[Python-Dev] Questions about '@' in pep 318
"Martin v. Löwis"
martin at v.loewis.de
Fri Aug 6 20:38:16 CEST 2004
Edward K. Ream wrote:
> I agree. The argument that @ lines aren't clearly "attached" to functions
> seems much more convincing to me.
I can't see that. In Python, things at the same indentation level all
belong together. Would you say that in
try:
foo()
more_code()
except expr:
bar()
the except is not attached to the try? You probably wouldn't, because
you know they belong together. However, you equally have no problem
seeing how
while:
foo()
more_code()
if expr:
bar()
the while and the if don't belong together. People can learn these
things, and learning the @ thing seems very easy.
> 2. Maybe the @ syntax is somehow the best alternative, considered in
> isolation. Fair enough. But how much better? Enough to justify a major
> change to the language? What is so unreadable about def (...)[...]: ?

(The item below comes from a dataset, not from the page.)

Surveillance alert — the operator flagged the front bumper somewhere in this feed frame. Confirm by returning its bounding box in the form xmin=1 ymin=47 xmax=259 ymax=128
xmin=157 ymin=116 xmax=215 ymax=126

That parameters and decorators are essentially in a single sequence,
just separated by )[. It is important that you can easily tell how many
parameters a function has, and how it is decorated.
Furthermore, this syntax *will* break more tools than the @decorator
syntax.
> In short, a major change to Python (@) would seem to demand a truly
> convincing justification. IMO, the argument that @ is more readable than
> def (...)[...]: doesn't even come _close_ to such a justification.
Take into account also breakage of existing tools.